# Spatial autocorrelation¶

## Introduction¶

Spatial autocorrelation is an important concept in spatial statistics. It is a both a nuisance, as it complicates statistical tests, and a feature, as it allows for spatial interpolation. Its computation and properties are often misunderstood. This chapter discusses what it is, and how statistics describing it can be computed.

Autocorrelation (whether spatial or not) is a measure of similarity (correlation) between nearby observations.
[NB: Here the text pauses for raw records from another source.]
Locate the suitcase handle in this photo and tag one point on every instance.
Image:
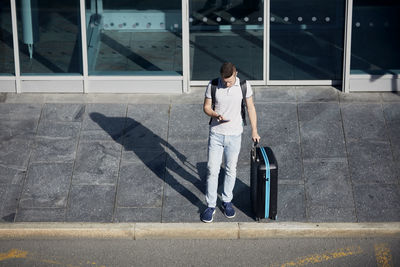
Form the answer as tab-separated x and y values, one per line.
255	143
253	150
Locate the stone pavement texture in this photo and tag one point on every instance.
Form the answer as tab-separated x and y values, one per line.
142	158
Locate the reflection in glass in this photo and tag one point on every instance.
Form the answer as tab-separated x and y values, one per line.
49	37
306	39
375	40
134	37
6	40
226	30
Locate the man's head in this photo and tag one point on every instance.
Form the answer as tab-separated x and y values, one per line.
228	74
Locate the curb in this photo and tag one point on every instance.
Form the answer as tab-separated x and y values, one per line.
141	231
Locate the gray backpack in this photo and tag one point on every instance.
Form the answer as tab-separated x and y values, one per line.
243	86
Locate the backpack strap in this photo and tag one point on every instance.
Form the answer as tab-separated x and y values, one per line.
243	86
214	84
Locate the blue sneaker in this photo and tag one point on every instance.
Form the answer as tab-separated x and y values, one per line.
228	209
207	215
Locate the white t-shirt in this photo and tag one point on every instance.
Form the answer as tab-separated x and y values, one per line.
228	104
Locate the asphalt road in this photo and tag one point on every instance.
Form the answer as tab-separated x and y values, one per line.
265	252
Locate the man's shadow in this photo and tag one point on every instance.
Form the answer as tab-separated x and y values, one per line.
155	157
136	137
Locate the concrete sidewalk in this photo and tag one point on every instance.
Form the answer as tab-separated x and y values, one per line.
142	158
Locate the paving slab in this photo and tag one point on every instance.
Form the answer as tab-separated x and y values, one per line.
9	175
364	121
91	203
371	162
18	129
392	118
15	153
146	126
183	199
141	185
9	197
58	129
145	215
291	203
53	150
103	122
187	123
321	131
41	215
377	202
47	185
63	112
138	160
327	183
97	163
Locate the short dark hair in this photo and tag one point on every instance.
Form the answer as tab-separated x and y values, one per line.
227	69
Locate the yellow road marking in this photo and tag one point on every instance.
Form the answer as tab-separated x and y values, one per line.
383	255
317	258
21	254
13	254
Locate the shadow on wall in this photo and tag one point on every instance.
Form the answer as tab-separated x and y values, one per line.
135	133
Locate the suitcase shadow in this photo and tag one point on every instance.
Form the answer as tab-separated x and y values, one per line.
136	137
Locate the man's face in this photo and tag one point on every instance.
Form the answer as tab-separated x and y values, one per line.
231	80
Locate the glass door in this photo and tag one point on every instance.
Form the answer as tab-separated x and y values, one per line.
306	40
375	42
226	30
127	37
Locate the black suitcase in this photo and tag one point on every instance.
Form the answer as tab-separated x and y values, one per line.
264	183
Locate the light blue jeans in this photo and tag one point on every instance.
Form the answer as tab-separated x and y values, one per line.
218	146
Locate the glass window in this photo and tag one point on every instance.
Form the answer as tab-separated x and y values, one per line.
6	40
375	41
49	37
306	39
134	37
226	30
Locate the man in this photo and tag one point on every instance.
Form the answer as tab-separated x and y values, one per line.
225	136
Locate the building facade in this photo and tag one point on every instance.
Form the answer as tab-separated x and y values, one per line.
155	46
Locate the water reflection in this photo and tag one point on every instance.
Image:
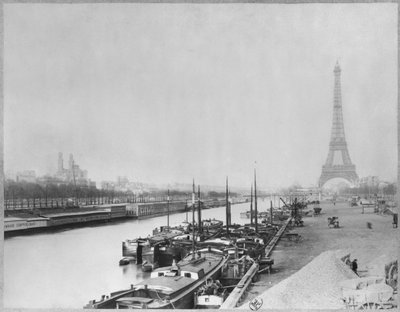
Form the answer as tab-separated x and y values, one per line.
66	269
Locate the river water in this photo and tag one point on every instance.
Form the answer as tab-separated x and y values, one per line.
66	269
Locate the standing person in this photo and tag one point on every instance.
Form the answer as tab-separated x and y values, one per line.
354	266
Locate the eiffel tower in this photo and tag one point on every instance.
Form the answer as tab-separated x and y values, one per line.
338	164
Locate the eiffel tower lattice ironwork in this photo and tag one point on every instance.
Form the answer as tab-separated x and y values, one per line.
338	164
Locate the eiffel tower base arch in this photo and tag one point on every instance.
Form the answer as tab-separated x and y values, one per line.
339	172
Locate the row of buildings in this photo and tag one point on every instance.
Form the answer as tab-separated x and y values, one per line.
72	174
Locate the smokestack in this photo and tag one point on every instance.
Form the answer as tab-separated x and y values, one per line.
251	204
227	208
199	211
255	201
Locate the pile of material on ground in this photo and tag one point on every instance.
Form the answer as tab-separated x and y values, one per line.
315	286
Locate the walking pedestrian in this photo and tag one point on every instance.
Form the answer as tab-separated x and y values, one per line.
354	266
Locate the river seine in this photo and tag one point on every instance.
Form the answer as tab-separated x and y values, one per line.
66	269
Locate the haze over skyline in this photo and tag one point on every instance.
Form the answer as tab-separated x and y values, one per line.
165	93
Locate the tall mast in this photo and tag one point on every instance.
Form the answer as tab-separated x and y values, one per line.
193	231
255	201
199	211
168	210
271	213
251	204
226	209
229	208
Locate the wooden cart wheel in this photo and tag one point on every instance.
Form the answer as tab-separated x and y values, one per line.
370	306
392	276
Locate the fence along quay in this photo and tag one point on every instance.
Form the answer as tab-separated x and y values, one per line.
35	216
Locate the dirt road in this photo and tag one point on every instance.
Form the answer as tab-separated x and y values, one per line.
366	237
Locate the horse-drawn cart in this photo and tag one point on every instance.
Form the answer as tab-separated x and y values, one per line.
317	210
367	293
333	222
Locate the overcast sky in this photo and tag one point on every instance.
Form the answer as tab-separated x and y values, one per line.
171	92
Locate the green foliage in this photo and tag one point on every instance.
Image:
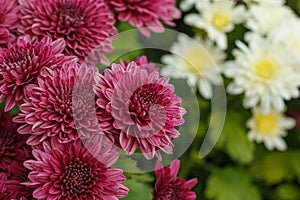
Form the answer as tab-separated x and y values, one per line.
234	139
288	192
231	183
275	167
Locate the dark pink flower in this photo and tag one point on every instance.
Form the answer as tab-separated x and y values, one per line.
13	152
146	15
20	65
69	171
169	186
12	145
84	24
143	63
11	186
9	21
138	109
61	105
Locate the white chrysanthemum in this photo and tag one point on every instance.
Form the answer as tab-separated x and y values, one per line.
263	17
287	34
186	5
270	2
217	18
263	72
197	60
269	128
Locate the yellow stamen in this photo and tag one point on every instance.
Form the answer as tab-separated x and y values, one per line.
220	21
266	123
265	69
195	60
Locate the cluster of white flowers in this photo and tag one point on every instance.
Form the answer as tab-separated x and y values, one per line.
265	68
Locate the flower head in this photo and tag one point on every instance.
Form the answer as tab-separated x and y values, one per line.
11	183
12	145
260	71
196	60
269	128
61	105
9	21
21	63
169	186
141	109
147	15
69	171
217	18
84	24
263	17
13	152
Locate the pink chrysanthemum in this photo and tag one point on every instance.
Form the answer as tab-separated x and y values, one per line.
169	186
60	105
139	109
104	88
11	186
84	24
146	15
21	64
9	21
69	171
143	63
12	145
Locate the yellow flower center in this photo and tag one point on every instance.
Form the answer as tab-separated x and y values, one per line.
220	21
195	60
266	123
265	69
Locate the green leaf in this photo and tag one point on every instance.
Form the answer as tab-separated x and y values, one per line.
236	142
273	167
288	192
139	187
231	183
295	163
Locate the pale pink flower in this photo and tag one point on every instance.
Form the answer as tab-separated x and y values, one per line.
85	25
139	109
21	63
61	105
69	171
169	186
9	21
146	15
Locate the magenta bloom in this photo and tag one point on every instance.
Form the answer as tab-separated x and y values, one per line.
20	65
69	171
169	186
61	105
143	63
12	145
11	186
84	24
139	109
13	152
9	21
147	15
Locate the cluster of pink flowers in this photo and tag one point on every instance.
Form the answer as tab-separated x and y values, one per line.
72	120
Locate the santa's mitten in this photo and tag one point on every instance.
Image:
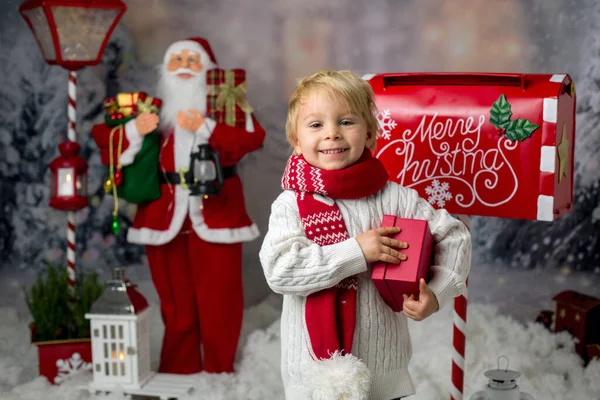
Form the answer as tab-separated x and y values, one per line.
341	377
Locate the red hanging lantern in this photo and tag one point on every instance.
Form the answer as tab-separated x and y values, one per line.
72	33
68	183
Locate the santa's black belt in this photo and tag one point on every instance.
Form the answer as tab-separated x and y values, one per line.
174	178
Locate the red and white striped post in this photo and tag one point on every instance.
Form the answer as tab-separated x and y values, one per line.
72	136
459	339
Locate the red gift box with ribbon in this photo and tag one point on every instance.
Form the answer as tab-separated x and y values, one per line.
499	145
226	99
394	280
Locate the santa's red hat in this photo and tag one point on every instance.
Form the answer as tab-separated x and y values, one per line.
197	45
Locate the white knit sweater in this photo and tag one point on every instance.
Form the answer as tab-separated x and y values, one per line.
296	267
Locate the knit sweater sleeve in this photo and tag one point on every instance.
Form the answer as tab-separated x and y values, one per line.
452	247
295	265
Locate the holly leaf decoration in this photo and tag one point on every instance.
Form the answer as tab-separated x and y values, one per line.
520	129
500	113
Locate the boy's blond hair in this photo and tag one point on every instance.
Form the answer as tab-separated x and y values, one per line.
356	92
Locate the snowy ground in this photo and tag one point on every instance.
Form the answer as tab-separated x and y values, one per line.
551	370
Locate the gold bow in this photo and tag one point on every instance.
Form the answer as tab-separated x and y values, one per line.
230	95
146	106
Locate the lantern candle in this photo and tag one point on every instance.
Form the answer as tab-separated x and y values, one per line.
65	180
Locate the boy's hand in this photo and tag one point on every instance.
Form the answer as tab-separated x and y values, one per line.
422	308
376	246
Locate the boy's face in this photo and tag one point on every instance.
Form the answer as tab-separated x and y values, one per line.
328	135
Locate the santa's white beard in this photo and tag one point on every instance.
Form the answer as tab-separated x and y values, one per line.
180	95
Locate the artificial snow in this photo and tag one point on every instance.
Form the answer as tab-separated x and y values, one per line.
550	368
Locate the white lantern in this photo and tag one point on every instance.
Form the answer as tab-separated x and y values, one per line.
120	337
502	385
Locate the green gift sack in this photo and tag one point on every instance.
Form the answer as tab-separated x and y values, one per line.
139	180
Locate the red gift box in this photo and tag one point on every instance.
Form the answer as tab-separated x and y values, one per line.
226	99
394	280
499	145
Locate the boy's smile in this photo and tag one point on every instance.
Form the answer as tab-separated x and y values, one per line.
329	136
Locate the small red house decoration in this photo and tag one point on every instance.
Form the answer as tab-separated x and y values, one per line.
579	314
61	359
68	183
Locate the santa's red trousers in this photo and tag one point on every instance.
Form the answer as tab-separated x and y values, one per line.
201	299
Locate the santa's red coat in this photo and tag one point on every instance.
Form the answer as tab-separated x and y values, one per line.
217	219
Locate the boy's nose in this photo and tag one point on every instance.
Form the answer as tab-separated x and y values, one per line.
333	133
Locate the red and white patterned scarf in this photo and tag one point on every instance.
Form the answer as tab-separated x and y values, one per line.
330	314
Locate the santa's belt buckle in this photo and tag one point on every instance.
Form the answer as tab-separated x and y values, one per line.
182	183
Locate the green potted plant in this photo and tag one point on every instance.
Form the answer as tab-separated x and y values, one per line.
59	328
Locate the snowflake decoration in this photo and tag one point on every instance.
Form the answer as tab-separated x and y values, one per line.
71	367
438	193
386	124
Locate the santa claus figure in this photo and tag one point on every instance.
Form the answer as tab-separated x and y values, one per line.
193	243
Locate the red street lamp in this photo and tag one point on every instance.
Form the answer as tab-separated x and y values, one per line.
72	34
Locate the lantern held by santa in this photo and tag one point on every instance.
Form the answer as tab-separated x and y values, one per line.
120	336
207	175
502	385
68	183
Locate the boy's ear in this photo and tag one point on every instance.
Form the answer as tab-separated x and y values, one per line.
297	149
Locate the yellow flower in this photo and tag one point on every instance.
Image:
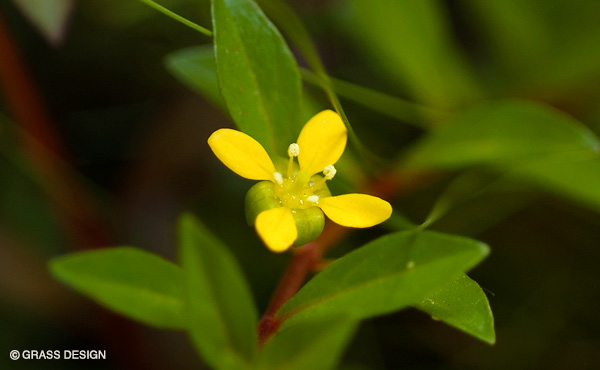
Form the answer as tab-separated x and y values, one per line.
298	189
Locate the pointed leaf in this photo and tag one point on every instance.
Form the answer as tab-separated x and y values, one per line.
130	281
463	305
257	73
220	311
385	275
315	345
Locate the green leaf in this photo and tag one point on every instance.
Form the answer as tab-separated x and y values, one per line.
315	345
386	275
464	305
257	73
502	132
220	311
412	42
48	16
130	281
195	67
574	176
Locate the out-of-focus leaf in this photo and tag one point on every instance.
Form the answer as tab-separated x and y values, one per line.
220	312
257	73
388	274
315	345
464	305
576	177
502	132
127	280
294	29
50	17
412	41
542	49
195	67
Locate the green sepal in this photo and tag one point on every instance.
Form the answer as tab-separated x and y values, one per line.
260	197
310	223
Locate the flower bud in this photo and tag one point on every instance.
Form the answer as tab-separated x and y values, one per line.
309	219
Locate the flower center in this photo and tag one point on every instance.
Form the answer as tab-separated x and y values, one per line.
298	190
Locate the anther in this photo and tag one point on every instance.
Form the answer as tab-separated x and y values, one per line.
329	172
293	150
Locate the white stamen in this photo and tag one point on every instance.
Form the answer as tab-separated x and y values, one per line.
293	150
329	172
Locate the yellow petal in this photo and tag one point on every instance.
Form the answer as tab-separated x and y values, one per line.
277	228
322	142
242	154
356	210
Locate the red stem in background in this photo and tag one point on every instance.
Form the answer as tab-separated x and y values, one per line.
71	205
308	258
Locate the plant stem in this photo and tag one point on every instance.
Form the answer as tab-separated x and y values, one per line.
70	203
411	113
308	258
178	18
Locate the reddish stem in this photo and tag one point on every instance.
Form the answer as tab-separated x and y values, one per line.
71	205
308	258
To understand spatial autocorrelation, it helps to first consider temporal autocorrelation.

### Temporal autocorrelation¶

If you measure something about the same object over time, for example a persons weight or wealth, it is likely that two observations that are close to each other in time are also similar in measurement. Say that over a couple of years your weight went from 50 to 80 kg. It is unlikely that it was 60 kg one day, 50 kg the next and 80 the day after that. Rather it probably went up gradually, with the occasional tapering off, or even reverse in direction. The same may be true with your bank account, but that may also have a marked monthly trend. To measure the degree of association over time, we can compute the correlation of each observation with the next observation.

Let `d`

be a vector of daily observations.

```
set.seed(0)
d <- sample(100, 10)
d
## [1] 14 68 39 1 34 87 43 100 82 59
```

Compute auto-correlation.

```
a <- d[-length(d)]
b <- d[-1]
plot(a, b, xlab='t', ylab='t-1')
```

```
cor(a, b)
## [1] 0.1227634
```

The autocorrelation computed above is very small. Even though this is a random sample, you (almost) never get a value of zero. We computed the “one-lag” autocorrelation, that is, we compare each value to its immediate neighbour, and not to other nearby values.

After sorting the numbers in `d`

autocorrelation becomes very strong
(unsurprisingly).

```
d <- sort(d)
d
## [1] 1 14 34 39 43 59 68 82 87 100
a <- d[-length(d)]
b <- d[-1]
plot(a, b, xlab='t', ylab='t-1')
```

```
cor(a, b)
## [1] 0.9819258
```

The `acf`

function shows autocorrelation computed in a slightly
different
way
for several lags (it is 1 to each point it self, very high when
comparing with the nearest neighbour, and than tapering off).

```
acf(d)
```

### Spatial autocorrelation¶

The concept of *spatial* autocorrelation is an extension of temporal
autocorrelation. It is a bit more complicated though. Time is
one-dimensional, and only goes in one direction, ever forward. Spatial
objects have (at least) two dimensions and complex shapes, and it may
not be obvious how to determine what is “near”.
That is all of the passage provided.